The line of connections from the show:

The Rolling Stones → Ronnie Wood (member) → The Faces → Rod Steward (member) → The Jeff Beck Group (Wood and Steward both members) → Jeff Beck → Yardbirds (Jeff Beck member) → Yardbirds (Eric Clapton member) → The Beatles (Eric Clapton playing on “While My Guitar Gently Weeps”) → Billy Preston (played with the Beatles on final album) → The Rolling Stones (Preston member 1970-1977).

Eric Clapton → Blind Faith (Clapton member) → Steve Winwood (member) → David Gilmour (Winwood played on solo album) → Supertramp (Gilmour guitar solos on “Brother Where You Bound”) → Thin Lizzy/Pink Floyd: Scott Gorham (guitar on “BWYB”) and Scott Page (Flute on “BWYB” and sax on “The Dogs of War”) → Jeff Porcaro (drums on “Mother”) → Toto (Porcaro member) → Jim Horn (woodwinds on album Toto IV) → Canned Heat (Horn on flute)/The Beach Boys (Horn on baritone sax) → Ringo Starr (drums on “California Calling”) → Paul McCartney (Starr drums on album Give My Regards to Broad Street) → Dave Edmunds (guitars on GMRtBS and playing with McCartney on the tour). And we’ll pick up with Edmunds for the next Connections show.
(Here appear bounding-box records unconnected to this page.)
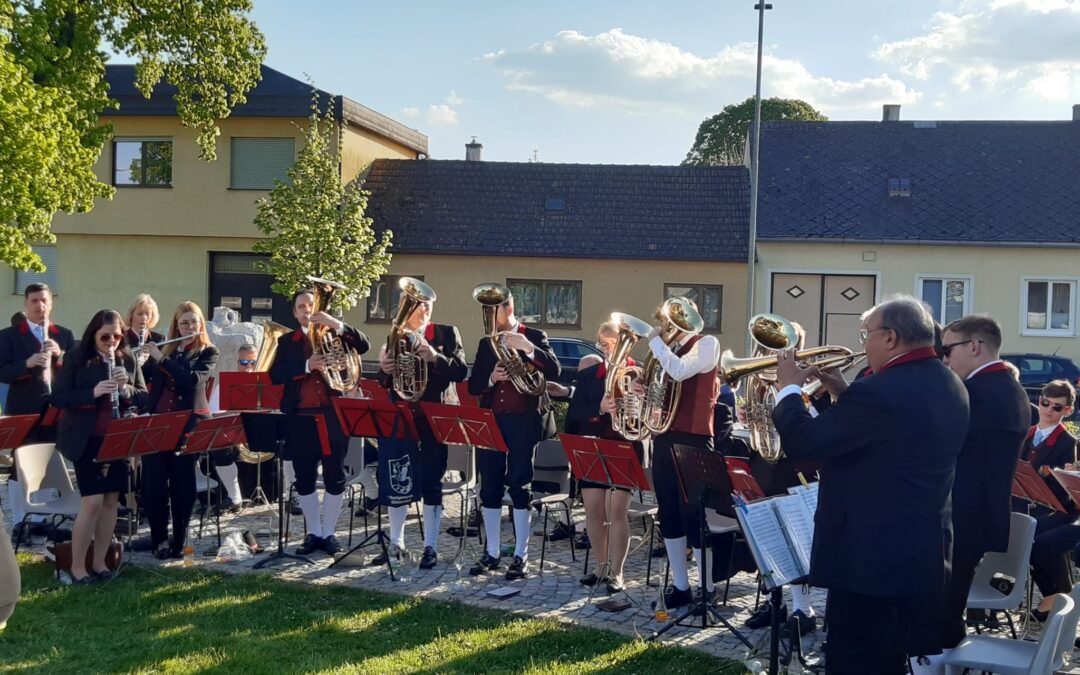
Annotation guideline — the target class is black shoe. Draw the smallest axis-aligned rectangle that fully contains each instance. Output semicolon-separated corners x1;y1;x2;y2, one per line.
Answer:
780;609;818;638
296;532;323;555
469;551;502;577
505;555;529;581
420;546;438;569
652;586;693;609
323;535;341;555
743;603;787;631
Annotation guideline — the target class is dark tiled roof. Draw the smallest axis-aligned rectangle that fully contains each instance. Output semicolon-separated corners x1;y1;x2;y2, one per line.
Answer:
758;121;1080;244
105;64;428;154
366;160;750;260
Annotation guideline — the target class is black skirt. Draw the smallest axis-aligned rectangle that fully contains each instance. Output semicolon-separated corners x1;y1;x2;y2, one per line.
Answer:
75;436;127;497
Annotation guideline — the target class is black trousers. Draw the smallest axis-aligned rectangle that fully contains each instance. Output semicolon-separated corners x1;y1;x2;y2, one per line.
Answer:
479;411;543;509
284;408;349;495
143;453;197;551
652;431;712;548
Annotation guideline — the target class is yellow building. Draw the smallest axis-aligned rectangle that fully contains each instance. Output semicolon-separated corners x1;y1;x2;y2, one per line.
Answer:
755;106;1080;363
0;66;428;334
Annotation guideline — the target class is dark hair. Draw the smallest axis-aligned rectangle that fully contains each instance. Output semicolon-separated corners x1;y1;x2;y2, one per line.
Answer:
75;309;131;366
945;314;1001;351
23;281;53;300
1041;380;1077;408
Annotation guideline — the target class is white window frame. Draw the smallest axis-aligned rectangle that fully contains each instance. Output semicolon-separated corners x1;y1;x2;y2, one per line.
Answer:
915;274;975;325
1020;276;1080;337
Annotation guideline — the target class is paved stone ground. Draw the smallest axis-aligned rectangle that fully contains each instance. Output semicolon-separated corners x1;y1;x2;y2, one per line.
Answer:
0;468;1080;674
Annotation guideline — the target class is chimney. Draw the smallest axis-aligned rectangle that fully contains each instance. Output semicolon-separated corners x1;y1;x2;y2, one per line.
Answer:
465;136;484;162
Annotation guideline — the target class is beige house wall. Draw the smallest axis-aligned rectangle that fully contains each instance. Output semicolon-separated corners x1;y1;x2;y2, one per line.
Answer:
755;242;1080;363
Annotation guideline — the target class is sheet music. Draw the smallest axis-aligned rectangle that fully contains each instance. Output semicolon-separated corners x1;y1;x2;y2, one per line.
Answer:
735;499;804;588
770;495;813;573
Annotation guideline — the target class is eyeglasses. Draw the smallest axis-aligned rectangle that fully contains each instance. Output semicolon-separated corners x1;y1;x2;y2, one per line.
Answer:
942;339;982;357
1039;399;1068;413
859;326;892;345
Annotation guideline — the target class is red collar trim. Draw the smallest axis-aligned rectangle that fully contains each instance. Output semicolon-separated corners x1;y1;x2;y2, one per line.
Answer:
875;347;937;375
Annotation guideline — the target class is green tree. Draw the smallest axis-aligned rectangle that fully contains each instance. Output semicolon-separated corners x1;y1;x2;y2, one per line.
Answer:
683;96;828;166
0;0;266;271
253;91;393;310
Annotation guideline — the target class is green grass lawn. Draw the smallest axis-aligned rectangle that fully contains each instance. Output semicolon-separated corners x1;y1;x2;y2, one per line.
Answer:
0;557;743;674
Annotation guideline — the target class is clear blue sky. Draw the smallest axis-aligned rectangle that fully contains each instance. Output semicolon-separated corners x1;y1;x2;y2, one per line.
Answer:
245;0;1080;164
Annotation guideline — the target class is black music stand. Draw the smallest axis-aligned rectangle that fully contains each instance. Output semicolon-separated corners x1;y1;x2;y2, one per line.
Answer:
243;410;315;569
558;433;649;613
330;396;420;581
649;444;751;649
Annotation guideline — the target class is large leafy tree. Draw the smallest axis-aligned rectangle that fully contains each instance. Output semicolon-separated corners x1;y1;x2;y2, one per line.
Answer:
253;92;393;310
683;96;828;166
0;0;266;271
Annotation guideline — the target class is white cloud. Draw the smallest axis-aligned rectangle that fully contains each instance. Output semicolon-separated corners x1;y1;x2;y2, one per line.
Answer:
873;0;1080;95
483;28;920;114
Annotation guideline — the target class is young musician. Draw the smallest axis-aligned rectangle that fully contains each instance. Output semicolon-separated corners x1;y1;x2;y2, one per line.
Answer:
649;302;720;609
375;294;469;569
270;289;370;555
0;283;75;540
469;285;559;581
143;300;218;559
934;315;1030;661
52;310;147;584
566;321;643;593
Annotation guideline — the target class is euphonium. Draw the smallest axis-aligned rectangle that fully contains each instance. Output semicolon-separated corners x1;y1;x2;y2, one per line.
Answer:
387;276;435;401
308;276;361;393
473;283;548;396
642;298;705;435
604;312;652;441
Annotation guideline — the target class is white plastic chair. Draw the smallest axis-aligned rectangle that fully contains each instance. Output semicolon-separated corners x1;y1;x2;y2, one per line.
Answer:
15;443;82;553
944;595;1077;675
968;513;1035;639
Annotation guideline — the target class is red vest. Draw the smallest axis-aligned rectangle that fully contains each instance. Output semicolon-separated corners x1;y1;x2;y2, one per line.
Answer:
671;335;720;436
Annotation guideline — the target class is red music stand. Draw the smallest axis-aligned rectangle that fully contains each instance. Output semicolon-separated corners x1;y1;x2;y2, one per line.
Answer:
420;402;510;453
1012;460;1066;513
558;433;649;490
218;373;285;410
334;396;420;441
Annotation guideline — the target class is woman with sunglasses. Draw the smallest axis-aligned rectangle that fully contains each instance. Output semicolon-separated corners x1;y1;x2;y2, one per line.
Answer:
143;300;217;559
52;310;147;584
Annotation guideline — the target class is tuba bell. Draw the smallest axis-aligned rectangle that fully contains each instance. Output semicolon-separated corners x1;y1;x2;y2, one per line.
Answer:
387;276;435;402
604;312;652;441
308;276;362;393
473;283;548;396
642;298;705;435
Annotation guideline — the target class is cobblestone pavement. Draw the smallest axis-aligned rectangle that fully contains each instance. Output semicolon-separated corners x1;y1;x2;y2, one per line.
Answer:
0;470;1080;674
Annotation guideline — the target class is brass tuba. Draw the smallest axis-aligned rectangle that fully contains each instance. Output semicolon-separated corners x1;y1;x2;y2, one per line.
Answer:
308;276;361;393
473;283;548;396
387;276;435;401
604;312;652;441
720;314;862;462
642;298;705;435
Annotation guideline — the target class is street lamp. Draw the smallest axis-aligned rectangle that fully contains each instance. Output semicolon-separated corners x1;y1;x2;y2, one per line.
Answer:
745;2;772;353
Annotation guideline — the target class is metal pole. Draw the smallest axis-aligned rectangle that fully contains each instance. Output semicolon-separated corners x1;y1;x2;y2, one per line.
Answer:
743;2;772;354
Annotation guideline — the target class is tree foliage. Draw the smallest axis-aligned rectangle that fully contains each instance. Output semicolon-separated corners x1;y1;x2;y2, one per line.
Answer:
683;96;828;166
253;92;393;310
0;0;266;271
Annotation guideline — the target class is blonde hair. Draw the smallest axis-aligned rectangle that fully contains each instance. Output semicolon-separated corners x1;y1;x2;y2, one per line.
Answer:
126;293;159;328
161;300;213;357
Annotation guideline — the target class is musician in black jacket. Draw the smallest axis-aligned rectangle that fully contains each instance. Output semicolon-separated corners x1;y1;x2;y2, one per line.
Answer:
772;297;969;674
375;294;469;569
143;300;218;559
942;315;1030;650
52;310;147;584
469;293;559;581
270;289;370;555
0;283;75;538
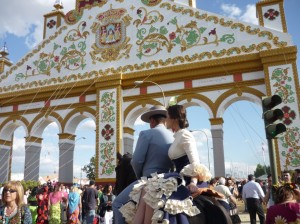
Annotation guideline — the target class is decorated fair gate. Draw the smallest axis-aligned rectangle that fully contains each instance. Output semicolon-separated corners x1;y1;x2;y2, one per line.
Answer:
0;0;300;183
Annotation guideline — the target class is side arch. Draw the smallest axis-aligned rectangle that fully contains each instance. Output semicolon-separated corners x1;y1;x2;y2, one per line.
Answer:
213;87;265;118
62;107;96;134
177;93;215;118
28;111;63;138
0;116;29;141
123;99;161;128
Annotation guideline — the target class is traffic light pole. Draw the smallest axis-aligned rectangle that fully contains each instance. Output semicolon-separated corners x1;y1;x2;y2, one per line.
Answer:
268;139;278;185
268;139;278;201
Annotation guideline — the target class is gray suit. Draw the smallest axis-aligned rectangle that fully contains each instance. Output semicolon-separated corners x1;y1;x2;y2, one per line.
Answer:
112;124;174;224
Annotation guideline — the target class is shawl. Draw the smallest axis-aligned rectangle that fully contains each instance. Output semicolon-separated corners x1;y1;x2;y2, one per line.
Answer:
69;192;79;214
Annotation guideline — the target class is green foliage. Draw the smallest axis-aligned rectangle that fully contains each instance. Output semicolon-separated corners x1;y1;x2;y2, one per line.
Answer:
21;180;41;192
82;156;96;180
254;164;271;178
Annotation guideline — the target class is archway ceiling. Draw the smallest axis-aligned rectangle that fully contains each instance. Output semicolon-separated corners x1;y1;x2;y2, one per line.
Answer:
0;0;293;97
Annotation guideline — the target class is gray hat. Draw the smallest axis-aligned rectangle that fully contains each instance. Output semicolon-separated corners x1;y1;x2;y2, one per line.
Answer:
141;105;167;123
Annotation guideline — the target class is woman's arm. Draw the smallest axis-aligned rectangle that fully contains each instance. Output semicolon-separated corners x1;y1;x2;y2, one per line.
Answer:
23;206;32;224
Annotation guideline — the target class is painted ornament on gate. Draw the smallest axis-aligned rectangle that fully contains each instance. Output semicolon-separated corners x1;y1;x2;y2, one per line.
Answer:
90;5;132;64
142;0;162;6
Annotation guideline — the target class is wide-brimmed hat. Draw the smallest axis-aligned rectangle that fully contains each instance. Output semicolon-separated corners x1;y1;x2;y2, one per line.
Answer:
141;105;167;123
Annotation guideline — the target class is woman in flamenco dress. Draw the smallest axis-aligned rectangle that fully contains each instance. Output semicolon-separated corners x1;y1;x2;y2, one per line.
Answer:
120;105;227;224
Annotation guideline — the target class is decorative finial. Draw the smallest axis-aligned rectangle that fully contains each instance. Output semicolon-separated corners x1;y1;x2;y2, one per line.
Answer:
0;42;9;57
54;0;64;10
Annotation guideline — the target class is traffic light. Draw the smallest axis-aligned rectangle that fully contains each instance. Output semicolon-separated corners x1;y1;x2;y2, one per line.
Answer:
262;95;286;139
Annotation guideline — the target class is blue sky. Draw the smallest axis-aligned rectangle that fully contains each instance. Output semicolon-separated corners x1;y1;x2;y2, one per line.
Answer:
0;0;300;177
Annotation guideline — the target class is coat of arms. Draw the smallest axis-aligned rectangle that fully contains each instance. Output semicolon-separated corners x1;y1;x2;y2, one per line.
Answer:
90;5;132;63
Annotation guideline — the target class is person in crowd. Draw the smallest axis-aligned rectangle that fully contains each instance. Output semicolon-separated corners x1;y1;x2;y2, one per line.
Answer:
226;178;241;224
266;183;300;224
112;106;174;224
114;153;137;195
282;170;292;183
215;177;236;212
82;180;98;224
36;185;49;224
243;174;265;224
48;184;63;224
120;105;211;224
23;188;30;205
67;186;81;224
0;181;32;224
100;184;115;224
209;178;218;190
264;174;274;208
59;184;68;223
0;186;4;206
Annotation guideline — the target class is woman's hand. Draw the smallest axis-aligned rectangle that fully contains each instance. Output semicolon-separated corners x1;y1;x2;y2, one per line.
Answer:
187;182;198;193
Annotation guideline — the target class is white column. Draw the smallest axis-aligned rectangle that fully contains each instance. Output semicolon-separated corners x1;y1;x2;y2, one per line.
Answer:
24;137;43;181
210;118;225;177
123;127;134;154
58;134;76;185
0;144;11;184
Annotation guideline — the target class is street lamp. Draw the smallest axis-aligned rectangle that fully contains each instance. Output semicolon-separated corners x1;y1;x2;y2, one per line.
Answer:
75;137;86;142
134;81;166;107
191;130;210;170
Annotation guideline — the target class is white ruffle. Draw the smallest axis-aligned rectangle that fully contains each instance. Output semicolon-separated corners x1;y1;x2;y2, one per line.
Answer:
180;163;212;182
143;175;177;209
119;201;137;223
164;198;200;216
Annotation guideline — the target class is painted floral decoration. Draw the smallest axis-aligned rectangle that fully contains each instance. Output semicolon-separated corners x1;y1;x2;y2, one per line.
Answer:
47;19;56;29
281;106;296;125
264;9;279;20
101;124;114;141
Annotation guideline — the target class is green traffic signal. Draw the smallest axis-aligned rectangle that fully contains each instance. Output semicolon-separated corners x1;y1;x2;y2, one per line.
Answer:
266;123;286;139
262;95;286;139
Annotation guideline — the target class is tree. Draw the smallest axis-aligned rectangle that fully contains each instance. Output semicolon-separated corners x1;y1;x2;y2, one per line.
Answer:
82;156;96;180
254;164;271;177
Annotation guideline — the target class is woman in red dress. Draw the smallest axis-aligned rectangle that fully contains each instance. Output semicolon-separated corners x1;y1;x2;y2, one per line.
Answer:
266;183;300;224
36;186;49;224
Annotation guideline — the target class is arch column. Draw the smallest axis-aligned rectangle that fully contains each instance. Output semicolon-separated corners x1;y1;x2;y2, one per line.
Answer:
24;136;43;181
123;127;134;154
0;140;12;183
58;133;76;185
209;118;225;177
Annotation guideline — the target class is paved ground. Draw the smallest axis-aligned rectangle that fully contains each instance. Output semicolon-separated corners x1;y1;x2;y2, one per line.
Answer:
238;201;266;224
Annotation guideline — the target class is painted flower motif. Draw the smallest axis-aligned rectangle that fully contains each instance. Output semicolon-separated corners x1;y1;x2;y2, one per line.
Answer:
54;56;59;62
169;32;176;40
101;124;114;141
47;19;56;29
208;28;217;36
281;106;296;125
264;9;279;20
275;215;288;224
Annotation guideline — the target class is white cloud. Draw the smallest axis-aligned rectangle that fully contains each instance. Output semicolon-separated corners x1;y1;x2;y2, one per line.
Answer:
239;5;258;25
134;116;147;126
221;4;258;25
77;119;96;131
0;0;75;48
221;4;242;19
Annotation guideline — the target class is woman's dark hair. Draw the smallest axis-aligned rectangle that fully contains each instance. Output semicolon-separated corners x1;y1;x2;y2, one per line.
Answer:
275;184;296;204
167;105;189;129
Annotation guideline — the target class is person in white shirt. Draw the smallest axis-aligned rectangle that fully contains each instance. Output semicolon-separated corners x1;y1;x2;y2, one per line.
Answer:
0;186;3;206
215;177;236;211
243;174;265;224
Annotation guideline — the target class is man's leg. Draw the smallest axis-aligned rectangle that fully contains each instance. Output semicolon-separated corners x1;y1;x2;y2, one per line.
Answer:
112;181;137;224
247;198;256;224
86;210;95;224
256;203;265;224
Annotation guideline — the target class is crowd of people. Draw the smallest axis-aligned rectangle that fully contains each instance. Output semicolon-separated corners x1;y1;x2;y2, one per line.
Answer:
0;180;115;224
0;104;300;224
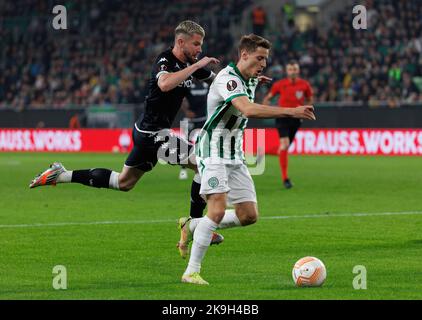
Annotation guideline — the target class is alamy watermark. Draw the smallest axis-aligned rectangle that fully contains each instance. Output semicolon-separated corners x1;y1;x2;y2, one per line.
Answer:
52;265;67;290
352;265;367;290
52;5;67;30
352;5;368;30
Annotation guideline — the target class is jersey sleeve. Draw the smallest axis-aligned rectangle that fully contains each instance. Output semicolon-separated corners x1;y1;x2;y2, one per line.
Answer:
216;75;248;102
153;54;170;80
271;81;280;96
192;68;213;81
305;82;313;99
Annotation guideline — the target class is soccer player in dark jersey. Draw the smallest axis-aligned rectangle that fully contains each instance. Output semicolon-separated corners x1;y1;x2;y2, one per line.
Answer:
29;21;222;241
179;79;209;180
263;60;313;189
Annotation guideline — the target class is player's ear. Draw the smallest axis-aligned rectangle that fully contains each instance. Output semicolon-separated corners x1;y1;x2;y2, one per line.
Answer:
240;50;249;60
175;35;185;47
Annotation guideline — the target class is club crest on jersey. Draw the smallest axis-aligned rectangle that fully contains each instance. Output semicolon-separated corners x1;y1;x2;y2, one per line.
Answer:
208;177;220;189
227;80;237;91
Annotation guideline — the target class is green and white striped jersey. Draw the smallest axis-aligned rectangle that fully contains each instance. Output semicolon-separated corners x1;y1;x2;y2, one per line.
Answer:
195;63;258;164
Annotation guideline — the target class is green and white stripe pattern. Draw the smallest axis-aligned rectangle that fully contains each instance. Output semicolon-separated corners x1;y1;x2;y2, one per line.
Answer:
195;63;258;163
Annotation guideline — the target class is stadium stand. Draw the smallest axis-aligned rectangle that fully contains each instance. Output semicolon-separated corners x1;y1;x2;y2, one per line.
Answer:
0;0;422;110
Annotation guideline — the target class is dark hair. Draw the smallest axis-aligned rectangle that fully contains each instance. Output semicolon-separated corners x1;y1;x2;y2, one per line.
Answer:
286;60;299;66
238;33;271;56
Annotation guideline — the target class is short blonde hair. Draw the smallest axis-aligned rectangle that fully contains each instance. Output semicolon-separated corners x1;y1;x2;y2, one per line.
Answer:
174;20;205;37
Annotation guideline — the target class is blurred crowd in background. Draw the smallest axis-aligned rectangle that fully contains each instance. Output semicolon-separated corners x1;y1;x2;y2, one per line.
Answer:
0;0;422;109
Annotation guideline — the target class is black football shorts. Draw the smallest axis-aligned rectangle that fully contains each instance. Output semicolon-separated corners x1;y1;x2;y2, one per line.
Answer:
125;127;194;172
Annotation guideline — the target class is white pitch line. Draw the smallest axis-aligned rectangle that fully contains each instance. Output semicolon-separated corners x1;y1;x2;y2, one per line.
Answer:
0;211;422;229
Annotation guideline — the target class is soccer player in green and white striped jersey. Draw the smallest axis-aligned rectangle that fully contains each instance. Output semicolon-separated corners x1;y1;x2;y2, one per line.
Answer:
179;34;315;284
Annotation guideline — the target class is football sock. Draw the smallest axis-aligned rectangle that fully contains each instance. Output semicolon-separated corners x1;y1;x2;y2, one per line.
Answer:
184;216;217;275
69;168;119;190
217;210;241;229
190;173;207;218
279;150;288;181
189;209;242;233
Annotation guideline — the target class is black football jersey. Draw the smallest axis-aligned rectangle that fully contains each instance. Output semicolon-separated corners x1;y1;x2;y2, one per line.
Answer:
186;79;209;118
136;48;212;131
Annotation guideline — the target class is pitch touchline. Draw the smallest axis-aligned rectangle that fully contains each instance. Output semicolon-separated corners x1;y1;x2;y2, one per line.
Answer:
0;211;422;229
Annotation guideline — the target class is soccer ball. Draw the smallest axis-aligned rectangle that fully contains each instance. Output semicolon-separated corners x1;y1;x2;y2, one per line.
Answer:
292;257;327;287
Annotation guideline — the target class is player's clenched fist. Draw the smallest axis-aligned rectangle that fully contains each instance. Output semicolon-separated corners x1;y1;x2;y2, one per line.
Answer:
292;106;316;120
196;57;220;68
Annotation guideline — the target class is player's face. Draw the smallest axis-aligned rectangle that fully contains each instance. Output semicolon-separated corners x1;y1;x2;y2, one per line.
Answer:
242;47;270;77
286;63;300;79
182;33;204;63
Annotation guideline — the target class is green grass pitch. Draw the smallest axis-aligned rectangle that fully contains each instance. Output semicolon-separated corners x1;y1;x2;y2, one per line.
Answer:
0;153;422;300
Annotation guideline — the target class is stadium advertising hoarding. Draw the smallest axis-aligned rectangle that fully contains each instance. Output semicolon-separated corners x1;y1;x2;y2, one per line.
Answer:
0;129;422;156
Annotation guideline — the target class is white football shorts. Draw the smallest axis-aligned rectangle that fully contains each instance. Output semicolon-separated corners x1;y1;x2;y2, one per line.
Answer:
198;159;257;205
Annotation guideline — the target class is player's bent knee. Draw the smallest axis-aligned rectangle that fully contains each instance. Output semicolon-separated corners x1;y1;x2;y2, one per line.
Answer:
119;180;135;192
236;208;259;226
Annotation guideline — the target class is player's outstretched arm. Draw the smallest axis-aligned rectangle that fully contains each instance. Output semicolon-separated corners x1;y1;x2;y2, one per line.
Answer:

There are quite a few side notes there, too: Clapton left Yardbirds to join John Mayall’s Bluesbreakers, was replaced by Jeff Beck, who was joined in Yardbirds by Jimmy Page. After Beck left, the Yardbirds name could no longer be used (legal reasons) and Page and Plant wanted to go Hard Rock anyway, so renamed the leftovers of the Group Led Zeppelin.

Clapton left Bluesbreakers to form Cream, and was replaced with Peter Green, who went on to form Fleetwood Mac.

Cream broke up, and Clapton formed Blind Faith with Peter Baker. Clapton left Blind Faith to play with Delaney and Bonnie and Friends, who ended up playing on Clapton’s first solo album as the band before breaking up, leaving Clapton to pursue his solo career.

Jim Horn is a bit of a deus ex machina: Having been part of the group of L.A. session musicians who were informally called “The Wrecking Crew” in the mid-1960s, he has played on just about everything and with just about every group that anybody can remember. So… that’s a bunch of connections I may come back to in case I run into a dead end during research.

Also, on McCartney’s album “Give My Regards to Broad Street,” we can hear Dave Gilmour (Pink Floyd) and Steve Lukather (Toto) as well as Chris Spedding on guitars alongside Dave Edmunds and McCartney himself.

There are a lot more connections going sideways from the ones we explored in this show, but there is only so much one can cover in two hours of air time, and I believe what we did cover was already convoluted enough.